Final Report Summary - SOLARSOFT (Development of Ultra Soft Copper Conductors for Crystalline Silicon Solar Photovoltaic Applications)

Executive Summary:
It is very important that we move more and more towards renewable energy sources to reduce dependency on the dwindling stocks of fossil fuels both from environmental and economic standpoints. Direct sunlight is an excellent source of renewable energy and the use of photovoltaic (PV) cells to produce electricity directly from the sunlight is one very effective way to harness the energy from the sun.

However, PV tends not to be competitive against fossil fuels at today’s oil prices and the current state of the art for PV, due to the relatively high capital costs for manufacturing the PV collectors. The cost of the silicon wafers used in the manufacture of PV cells is a significant factor in the high cost of manufacturing PV collectors.

In this project we have made a contribution to reducing the cost of PV cells by making it possible to reduce the thickness of the silicon wafers used in PV cells. The reason that this thickness cannot be reduced further at this time is that the silicon wafers crack dues to stresses introduces in the process of soldering the copper conductors (PV ribbon) on to the silicon wafer to make the PC cells.

The SolarSoft project has produced a softer PV ribbon which means that lower temperatures can be used in this soldering process which results in reduced stress on the silicon wafer. As a result it should be possible for the PV industry to take the next step of further reducing the thickness of the silicon wafers once a supply of the SolarSoft PV ribbon is in place.

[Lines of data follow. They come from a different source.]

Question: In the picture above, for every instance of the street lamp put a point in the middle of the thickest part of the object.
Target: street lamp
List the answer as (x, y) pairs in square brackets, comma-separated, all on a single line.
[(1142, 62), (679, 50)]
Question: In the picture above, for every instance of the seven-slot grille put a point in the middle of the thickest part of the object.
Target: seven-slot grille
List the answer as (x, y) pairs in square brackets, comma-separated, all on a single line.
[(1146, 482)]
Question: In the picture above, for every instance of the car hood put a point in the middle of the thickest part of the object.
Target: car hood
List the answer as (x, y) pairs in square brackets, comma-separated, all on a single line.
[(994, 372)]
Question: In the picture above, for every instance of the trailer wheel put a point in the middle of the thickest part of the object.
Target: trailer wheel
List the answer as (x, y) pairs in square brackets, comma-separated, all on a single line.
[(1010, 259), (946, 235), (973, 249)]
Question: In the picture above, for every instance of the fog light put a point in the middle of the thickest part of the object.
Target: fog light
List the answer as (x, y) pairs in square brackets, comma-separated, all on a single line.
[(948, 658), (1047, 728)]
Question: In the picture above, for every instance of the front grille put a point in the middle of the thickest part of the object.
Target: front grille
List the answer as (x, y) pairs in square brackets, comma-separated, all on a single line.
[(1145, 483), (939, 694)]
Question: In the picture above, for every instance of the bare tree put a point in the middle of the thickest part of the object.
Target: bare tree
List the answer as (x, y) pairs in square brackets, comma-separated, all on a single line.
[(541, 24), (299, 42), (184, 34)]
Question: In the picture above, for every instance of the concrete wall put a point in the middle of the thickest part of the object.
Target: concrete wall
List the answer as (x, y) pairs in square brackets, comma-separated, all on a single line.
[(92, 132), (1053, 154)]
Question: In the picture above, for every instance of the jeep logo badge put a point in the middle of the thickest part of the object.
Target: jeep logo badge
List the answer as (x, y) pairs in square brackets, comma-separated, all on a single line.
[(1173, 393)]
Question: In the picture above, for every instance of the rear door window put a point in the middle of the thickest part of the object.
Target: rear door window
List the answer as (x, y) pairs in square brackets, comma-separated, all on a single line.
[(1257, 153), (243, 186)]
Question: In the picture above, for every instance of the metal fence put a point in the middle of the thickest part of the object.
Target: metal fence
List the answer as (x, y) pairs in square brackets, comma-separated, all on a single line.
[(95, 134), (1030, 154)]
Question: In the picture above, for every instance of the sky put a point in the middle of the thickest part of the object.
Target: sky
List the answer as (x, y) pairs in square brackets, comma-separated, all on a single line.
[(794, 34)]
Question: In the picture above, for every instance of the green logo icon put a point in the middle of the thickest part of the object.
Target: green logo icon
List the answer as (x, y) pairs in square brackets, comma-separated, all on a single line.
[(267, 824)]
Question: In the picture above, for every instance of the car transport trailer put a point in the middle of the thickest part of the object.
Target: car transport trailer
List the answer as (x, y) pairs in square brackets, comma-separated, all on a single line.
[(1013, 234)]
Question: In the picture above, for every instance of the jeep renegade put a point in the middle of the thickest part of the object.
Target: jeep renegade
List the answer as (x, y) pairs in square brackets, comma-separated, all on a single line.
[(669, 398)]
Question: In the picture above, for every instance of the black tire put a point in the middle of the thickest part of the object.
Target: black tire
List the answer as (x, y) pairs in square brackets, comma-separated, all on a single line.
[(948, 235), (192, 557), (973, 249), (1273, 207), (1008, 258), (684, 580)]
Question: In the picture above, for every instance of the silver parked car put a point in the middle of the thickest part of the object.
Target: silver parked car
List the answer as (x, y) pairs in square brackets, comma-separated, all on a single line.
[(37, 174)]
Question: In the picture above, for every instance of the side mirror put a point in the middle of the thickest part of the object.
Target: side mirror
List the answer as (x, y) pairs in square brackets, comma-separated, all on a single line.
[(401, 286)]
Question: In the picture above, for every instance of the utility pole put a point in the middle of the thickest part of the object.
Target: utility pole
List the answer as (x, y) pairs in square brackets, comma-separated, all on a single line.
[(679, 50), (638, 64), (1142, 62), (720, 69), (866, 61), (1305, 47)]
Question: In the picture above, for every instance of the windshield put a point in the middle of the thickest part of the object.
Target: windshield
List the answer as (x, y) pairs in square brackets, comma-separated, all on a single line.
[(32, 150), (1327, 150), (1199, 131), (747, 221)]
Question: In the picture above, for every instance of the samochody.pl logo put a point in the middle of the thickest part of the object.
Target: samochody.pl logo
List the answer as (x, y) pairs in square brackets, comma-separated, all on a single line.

The softer PV ribbon has been achieved in the SolarSoft project on a consistent basis using a prototype plasma annealing machine which was researched, designed and built in the SolarSoft project. This project is part funding from the European Commission’s Seventh Framework Programme of research and innovation funding, specifically the research for the benefit of SMEs programme.

Project Context and Objectives:
In the relentless drive for cost-competitive Renewable Energies, progressive reductions in the cost of manufacture of Crystalline Silicon Photovoltaic cells are being compromised by damage caused to the cells by the thermal strain at the interface between the increasingly thinner silicon wafers used and the soldered copper conductor. The SolarSoft project aims to solve this problem by modifications to plasma annealing and chemical-free and flux-free tinning manufacturing process to develop a novel tinned copper conductor (PV ribbon) possessing a reproducible and low proof stress, thus enabling a substantial contribution to be made towards Solar PV Technology achieving cost parity with conventional power generation and improve the environmental impact of PV ribbon production process.

Project Results:
The overall aim of the project was to design tinned copper ribbon that would have a low yield stress in order that they could be soldered to significantly thinner silicon wafers than that used currently (120 c.f. 160 – 180 m thick) without increasing the risk of distortion / fracture of the silicon wafer. The use of thinner Si wafers would reduce the unit cost of polycrystalline-Si solar cells and so help PV-derived electricity approach grid parity.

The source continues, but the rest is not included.